In a statement released Tuesday, university and industry researchers established how the SSL/TLS flaw—one with a moderate severity score and recognized as CVE-2015-0204—can be attacked. Proving that this bug is real and exploitable, they set out to perform the FREAK attack, which stands for Factoring RSA Export Keys.
As it turned out, man-in-the-middle attacks can force secure encrypted sites to instead use a flawed one—the ‘export-grade’ cryptography enforced in the 1990s, unusable today but still found in various websites—that attackers can easily decrypt to snoop into secure communications.
“Back in the early 1990s, it was illegal to export most products from the U.S. if they had strong cryptography. To be exportable, a system had to use small keys that could be defeated by a brute-force search over the (reduced) key space. Because of this, the secure web protocol, SSL, was designed to allow either party to a communication to ask to use a special export mode,” writes Edward W. Felten, Professor of Computer Science and Public Affairs at the Princeton University in a blog post.
In an incident reminiscent of social media throwback posts, we now see how a past security issue can make its way to the present and still affect Internet users. Users who can be affected if they fulfill the following criteria:
Internet users with a vulnerable client (Android browsers, OpenSSL versions, Chrome versions before 41, Safari, and others still pending) that connects to sites that allow export suites.

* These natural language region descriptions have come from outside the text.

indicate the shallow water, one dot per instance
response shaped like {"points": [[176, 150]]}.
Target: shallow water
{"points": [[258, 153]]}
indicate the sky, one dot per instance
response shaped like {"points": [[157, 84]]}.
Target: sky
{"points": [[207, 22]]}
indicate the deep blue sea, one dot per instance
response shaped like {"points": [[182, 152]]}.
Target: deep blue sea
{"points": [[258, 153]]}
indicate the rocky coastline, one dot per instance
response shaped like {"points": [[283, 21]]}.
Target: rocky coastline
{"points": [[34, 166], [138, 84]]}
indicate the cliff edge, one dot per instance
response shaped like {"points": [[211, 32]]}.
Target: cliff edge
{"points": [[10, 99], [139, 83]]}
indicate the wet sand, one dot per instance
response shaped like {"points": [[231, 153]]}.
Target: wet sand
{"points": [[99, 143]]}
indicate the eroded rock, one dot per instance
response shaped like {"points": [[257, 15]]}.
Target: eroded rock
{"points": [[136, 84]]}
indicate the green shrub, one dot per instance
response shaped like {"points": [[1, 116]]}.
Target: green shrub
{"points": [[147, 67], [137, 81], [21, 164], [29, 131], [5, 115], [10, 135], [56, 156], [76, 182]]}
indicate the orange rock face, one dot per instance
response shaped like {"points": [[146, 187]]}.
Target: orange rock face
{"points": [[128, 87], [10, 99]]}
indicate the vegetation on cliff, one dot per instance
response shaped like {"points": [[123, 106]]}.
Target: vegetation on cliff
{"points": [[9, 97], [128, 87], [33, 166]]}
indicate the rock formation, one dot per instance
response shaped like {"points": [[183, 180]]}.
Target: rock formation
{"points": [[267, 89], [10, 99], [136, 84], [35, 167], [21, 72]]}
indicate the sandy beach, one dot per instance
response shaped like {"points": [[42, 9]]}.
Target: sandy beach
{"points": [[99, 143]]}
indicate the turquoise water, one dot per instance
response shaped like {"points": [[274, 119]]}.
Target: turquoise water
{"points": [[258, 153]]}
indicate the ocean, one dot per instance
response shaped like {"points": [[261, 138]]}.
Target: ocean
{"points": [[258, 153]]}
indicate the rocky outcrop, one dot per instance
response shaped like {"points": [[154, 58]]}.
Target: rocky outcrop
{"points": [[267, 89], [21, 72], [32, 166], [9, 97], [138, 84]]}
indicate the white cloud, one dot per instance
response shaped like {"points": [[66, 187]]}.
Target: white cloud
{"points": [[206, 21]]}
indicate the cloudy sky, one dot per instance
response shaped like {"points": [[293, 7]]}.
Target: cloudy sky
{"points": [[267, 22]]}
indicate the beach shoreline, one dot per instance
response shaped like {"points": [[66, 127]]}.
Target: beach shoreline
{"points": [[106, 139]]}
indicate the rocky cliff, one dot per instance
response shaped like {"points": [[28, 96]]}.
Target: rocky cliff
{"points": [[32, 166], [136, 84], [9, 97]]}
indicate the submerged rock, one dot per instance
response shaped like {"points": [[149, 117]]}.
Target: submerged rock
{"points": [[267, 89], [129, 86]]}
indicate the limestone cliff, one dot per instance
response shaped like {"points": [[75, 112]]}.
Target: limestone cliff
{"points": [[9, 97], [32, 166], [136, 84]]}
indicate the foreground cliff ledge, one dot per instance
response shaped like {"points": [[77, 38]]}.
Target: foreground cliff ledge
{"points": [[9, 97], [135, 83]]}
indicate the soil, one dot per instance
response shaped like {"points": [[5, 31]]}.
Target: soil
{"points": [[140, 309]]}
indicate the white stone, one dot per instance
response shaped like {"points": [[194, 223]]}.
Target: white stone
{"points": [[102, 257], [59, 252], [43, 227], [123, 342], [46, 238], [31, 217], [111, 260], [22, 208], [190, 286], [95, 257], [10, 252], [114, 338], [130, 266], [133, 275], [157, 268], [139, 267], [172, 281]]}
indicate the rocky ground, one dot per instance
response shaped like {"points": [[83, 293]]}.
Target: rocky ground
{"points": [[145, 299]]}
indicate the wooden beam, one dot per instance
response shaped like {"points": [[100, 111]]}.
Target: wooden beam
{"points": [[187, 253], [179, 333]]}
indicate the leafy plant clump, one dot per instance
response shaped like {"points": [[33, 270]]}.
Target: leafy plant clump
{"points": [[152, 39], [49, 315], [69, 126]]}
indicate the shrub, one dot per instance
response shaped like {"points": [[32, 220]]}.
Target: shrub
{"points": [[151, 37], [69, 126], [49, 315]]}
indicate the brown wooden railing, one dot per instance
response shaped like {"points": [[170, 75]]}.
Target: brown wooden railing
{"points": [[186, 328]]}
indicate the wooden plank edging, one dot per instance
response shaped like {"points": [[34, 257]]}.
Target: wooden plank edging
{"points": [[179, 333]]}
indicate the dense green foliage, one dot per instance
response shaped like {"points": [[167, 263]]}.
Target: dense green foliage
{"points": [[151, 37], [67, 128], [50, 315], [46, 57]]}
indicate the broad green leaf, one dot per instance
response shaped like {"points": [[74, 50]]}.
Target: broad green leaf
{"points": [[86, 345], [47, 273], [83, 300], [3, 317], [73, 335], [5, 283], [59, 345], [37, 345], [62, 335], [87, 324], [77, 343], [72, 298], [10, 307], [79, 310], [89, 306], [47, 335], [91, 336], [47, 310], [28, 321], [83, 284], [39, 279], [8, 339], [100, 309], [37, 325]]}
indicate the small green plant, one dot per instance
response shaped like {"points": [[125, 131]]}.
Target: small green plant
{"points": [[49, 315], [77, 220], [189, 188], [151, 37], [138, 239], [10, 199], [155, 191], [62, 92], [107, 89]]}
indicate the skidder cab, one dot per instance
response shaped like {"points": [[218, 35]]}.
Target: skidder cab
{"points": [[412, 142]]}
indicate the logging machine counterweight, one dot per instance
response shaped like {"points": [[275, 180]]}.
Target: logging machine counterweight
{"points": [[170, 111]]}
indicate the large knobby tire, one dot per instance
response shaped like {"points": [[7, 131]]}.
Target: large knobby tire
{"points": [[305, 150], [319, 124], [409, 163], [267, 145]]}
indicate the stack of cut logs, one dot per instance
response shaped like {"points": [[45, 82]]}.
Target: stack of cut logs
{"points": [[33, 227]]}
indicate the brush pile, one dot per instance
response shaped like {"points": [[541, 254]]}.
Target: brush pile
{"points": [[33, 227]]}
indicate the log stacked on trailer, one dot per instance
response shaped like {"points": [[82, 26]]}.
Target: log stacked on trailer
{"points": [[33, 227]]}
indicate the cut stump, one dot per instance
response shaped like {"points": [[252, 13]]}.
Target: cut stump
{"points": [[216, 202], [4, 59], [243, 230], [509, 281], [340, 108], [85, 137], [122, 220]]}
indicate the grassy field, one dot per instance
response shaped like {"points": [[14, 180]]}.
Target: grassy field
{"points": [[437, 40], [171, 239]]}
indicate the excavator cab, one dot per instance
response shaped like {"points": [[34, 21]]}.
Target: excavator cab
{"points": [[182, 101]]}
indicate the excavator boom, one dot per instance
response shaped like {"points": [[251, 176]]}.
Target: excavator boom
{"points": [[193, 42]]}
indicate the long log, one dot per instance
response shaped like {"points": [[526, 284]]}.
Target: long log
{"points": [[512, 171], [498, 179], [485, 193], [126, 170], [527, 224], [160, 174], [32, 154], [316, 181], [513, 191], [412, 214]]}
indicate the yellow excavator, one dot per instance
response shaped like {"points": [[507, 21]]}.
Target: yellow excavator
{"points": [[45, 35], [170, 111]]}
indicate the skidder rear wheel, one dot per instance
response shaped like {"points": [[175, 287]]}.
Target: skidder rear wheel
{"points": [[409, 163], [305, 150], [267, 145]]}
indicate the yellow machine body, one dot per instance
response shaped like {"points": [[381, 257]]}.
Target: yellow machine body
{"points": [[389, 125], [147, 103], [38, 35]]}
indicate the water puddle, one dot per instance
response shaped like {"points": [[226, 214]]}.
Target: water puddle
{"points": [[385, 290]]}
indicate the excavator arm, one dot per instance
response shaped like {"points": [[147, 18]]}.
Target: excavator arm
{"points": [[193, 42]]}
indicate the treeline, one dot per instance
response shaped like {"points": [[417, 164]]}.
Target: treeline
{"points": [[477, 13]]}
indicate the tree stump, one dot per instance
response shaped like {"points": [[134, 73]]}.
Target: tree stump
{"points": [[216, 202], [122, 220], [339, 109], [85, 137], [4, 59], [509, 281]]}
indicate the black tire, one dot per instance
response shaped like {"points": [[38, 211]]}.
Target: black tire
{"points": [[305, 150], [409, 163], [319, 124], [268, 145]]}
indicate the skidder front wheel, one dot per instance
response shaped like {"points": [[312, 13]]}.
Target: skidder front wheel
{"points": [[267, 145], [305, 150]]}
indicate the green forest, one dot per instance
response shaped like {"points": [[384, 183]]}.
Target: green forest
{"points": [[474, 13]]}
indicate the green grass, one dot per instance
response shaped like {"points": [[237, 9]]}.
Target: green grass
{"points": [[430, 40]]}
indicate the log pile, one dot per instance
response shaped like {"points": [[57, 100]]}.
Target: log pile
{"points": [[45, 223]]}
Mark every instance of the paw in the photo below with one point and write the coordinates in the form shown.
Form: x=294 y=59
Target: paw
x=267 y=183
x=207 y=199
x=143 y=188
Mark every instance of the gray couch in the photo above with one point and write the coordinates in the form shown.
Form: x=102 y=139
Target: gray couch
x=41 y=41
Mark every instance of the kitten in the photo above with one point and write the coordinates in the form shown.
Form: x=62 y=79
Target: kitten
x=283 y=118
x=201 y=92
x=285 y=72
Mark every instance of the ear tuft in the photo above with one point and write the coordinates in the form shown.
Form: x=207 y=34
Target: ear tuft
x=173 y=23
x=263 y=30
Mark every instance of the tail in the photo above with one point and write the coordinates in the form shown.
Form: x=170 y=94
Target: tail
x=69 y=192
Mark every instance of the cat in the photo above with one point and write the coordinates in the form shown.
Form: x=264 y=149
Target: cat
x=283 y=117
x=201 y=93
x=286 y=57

Web administrators for one or more of the HTTPS sites that allow export suites, which includes AmericanExpress.com, Bloomberg.com, NSA.gov, FBI.gov,
For both Internet users and web administrators, the glaring solution is to wait for patches and update accordingly. Android or iOS systems need to be patched to fix the related libraries.
In the case of server administrators, the only reason they would be wary of patching is if their servers only support these ‘export-grade’ ciphers, the probability of which is small. As such, these weaker ciphers basically represent appendages that the server no longer needs—an appendix of minimal use. Similarly, they need to be removed or patched so as to not incur any more damage.
Researchers recommend that administrators disable support for any export suites and all known insecure ciphers and enable forward secrecy. Administrators can also check if their site is vulnerable by using the SSL Labs’ SSL Server Test. Additionally, a data security solution and a firewall system can also be used to resolve this vulnerability.